李治喃喃自語,眼中泛起淚光,“朕雖承繼大統,夙興夜寐,不敢懈怠,卻無以為報。做太子時,請求修寺建塔為母后祈福,獲父皇恩準,賜名“慈恩寺”和“大雁塔” 。今時若能在此洛陽伊闕鑿龕造像,供奉佛陀,為父皇祈求永世福報,護佑大唐江山永固,也算再盡一份孝心,了卻一樁大愿。”
隨行的洛州刺史賈敦頤隱約聽到皇上的意思,連忙上前躬身道:“陛下孝心感天動地!伊闕山石堅硬,實為造像佳處。自北魏遷都洛陽以來,此地便已開鑿石窟,佛法昌盛,至今已有百余年歷史,洞窟林立,佛像萬千。若能在此興建巨龕,規模遠超前代,既合陛下孝愿,又顯大唐氣象,使龍門之名更加遠播,實乃兩全其美之事!”
賈敦頤久居洛陽,對伊闕的歷史與地理了如指掌,深知高崖之上這片空位的價值,更明白帝王的孝愿背后,有著鞏固統治、凝聚民心的深意,以孝治天下,以佛安民心,正是盛世王朝的穩固之道。
李治微微頷首,腳步未停,沿著山壁間的小徑前行,想要細細看一看這里的造像。
窄狹小徑,往往僅容一人通過。巖壁上布滿了大小不一的佛龕,有的僅能容下一指高的小佛,有的高達數尺乃至逾丈,雕造精美,透著歷代信士的虔誠。
沿途不時看到前來朝拜的僧人與佛徒,他們見帝王駕到,紛紛行禮,眼神中含著敬畏與欣喜。

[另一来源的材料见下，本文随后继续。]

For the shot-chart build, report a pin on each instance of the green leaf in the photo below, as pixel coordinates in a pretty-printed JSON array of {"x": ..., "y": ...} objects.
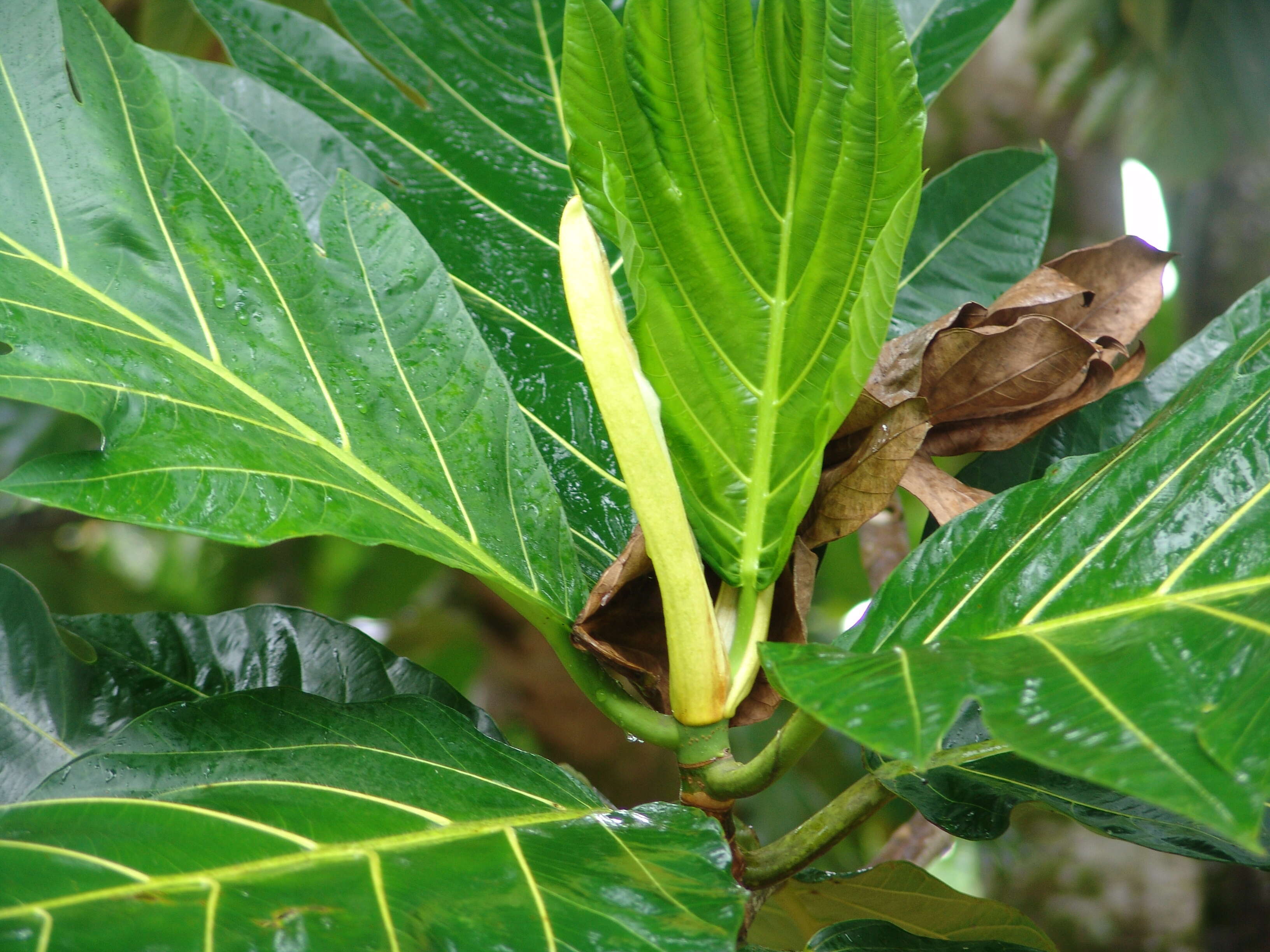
[
  {"x": 874, "y": 936},
  {"x": 459, "y": 105},
  {"x": 275, "y": 819},
  {"x": 982, "y": 226},
  {"x": 749, "y": 176},
  {"x": 898, "y": 893},
  {"x": 975, "y": 802},
  {"x": 67, "y": 684},
  {"x": 945, "y": 33},
  {"x": 1116, "y": 418},
  {"x": 305, "y": 149},
  {"x": 1108, "y": 617},
  {"x": 251, "y": 386}
]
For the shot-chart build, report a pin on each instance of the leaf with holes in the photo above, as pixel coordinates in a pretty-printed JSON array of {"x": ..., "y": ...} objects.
[
  {"x": 275, "y": 819},
  {"x": 67, "y": 684},
  {"x": 251, "y": 386},
  {"x": 459, "y": 103},
  {"x": 761, "y": 191},
  {"x": 981, "y": 228},
  {"x": 1110, "y": 617}
]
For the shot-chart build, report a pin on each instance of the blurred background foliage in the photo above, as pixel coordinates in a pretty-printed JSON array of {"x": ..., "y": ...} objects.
[{"x": 1182, "y": 86}]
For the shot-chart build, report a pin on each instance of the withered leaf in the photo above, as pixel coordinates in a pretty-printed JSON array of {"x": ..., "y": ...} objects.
[
  {"x": 859, "y": 488},
  {"x": 623, "y": 625},
  {"x": 945, "y": 495}
]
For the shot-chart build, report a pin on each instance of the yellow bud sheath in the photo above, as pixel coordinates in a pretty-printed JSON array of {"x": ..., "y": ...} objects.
[{"x": 699, "y": 667}]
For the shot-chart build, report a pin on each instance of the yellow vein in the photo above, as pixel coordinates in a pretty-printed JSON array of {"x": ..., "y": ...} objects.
[
  {"x": 404, "y": 141},
  {"x": 35, "y": 729},
  {"x": 352, "y": 462},
  {"x": 307, "y": 860},
  {"x": 154, "y": 205},
  {"x": 1242, "y": 620},
  {"x": 405, "y": 381},
  {"x": 162, "y": 398},
  {"x": 598, "y": 548},
  {"x": 456, "y": 96},
  {"x": 1212, "y": 540},
  {"x": 696, "y": 169},
  {"x": 907, "y": 674},
  {"x": 136, "y": 875},
  {"x": 214, "y": 902},
  {"x": 356, "y": 795},
  {"x": 381, "y": 899},
  {"x": 572, "y": 448},
  {"x": 509, "y": 469},
  {"x": 648, "y": 874},
  {"x": 553, "y": 75},
  {"x": 282, "y": 300},
  {"x": 73, "y": 317},
  {"x": 1128, "y": 724},
  {"x": 1133, "y": 514},
  {"x": 351, "y": 747},
  {"x": 303, "y": 842},
  {"x": 1133, "y": 606},
  {"x": 39, "y": 164},
  {"x": 953, "y": 235},
  {"x": 473, "y": 290},
  {"x": 46, "y": 928},
  {"x": 548, "y": 932}
]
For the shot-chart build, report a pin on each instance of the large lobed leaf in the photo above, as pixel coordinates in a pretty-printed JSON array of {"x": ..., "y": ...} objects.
[
  {"x": 67, "y": 684},
  {"x": 1108, "y": 617},
  {"x": 158, "y": 280},
  {"x": 459, "y": 103},
  {"x": 272, "y": 819},
  {"x": 761, "y": 181}
]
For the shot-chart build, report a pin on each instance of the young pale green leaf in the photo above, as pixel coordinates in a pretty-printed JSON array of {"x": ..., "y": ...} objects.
[
  {"x": 305, "y": 149},
  {"x": 1117, "y": 417},
  {"x": 877, "y": 936},
  {"x": 459, "y": 105},
  {"x": 251, "y": 386},
  {"x": 945, "y": 33},
  {"x": 67, "y": 684},
  {"x": 749, "y": 174},
  {"x": 898, "y": 893},
  {"x": 1109, "y": 617},
  {"x": 981, "y": 228},
  {"x": 275, "y": 819}
]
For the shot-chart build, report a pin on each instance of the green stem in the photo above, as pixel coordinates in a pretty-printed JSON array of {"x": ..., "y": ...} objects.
[
  {"x": 596, "y": 683},
  {"x": 728, "y": 780},
  {"x": 784, "y": 857}
]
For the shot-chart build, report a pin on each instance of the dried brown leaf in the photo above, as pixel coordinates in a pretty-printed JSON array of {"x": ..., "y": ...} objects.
[
  {"x": 945, "y": 495},
  {"x": 859, "y": 488}
]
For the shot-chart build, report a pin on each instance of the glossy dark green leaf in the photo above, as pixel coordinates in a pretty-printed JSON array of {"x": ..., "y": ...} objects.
[
  {"x": 69, "y": 683},
  {"x": 761, "y": 186},
  {"x": 1122, "y": 413},
  {"x": 898, "y": 893},
  {"x": 275, "y": 819},
  {"x": 981, "y": 228},
  {"x": 945, "y": 33},
  {"x": 975, "y": 802},
  {"x": 874, "y": 936},
  {"x": 1109, "y": 617},
  {"x": 458, "y": 103},
  {"x": 251, "y": 386},
  {"x": 305, "y": 149}
]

李治來到了古陽洞。這是伊闕開鑿最早的窟龕,由北魏孝文帝為祖母馮太后營造,已歷百余寒暑。洞口兩側的力士造像,身形健碩,袒胸露腹,肌肉虬結,神情威猛,雖經風雨侵蝕,衣紋的褶皺與面部的棱角仍清晰可辨,撼人的氣勢絲毫不減。洞口的題刻 “古陽洞” 三字,字體古樸蒼勁,顯系北魏書家手筆。
步入洞內,光線轉暗,借著洞口透進的天光,看到四壁佛龕密布,龕中有龕,琳瑯滿目,幾乎沒有一絲空隙。
正壁的主尊釋迦牟尼坐像,高可近丈,頂髻高聳,呈螺旋狀,面相長圓,下頜微收,身軀略為瘦削,身著褒衣博帶式袈裟,衣紋層層疊疊,線條流暢自然,交足結跏趺坐在方臺上,神情肅穆安詳,似在靜靜冥想。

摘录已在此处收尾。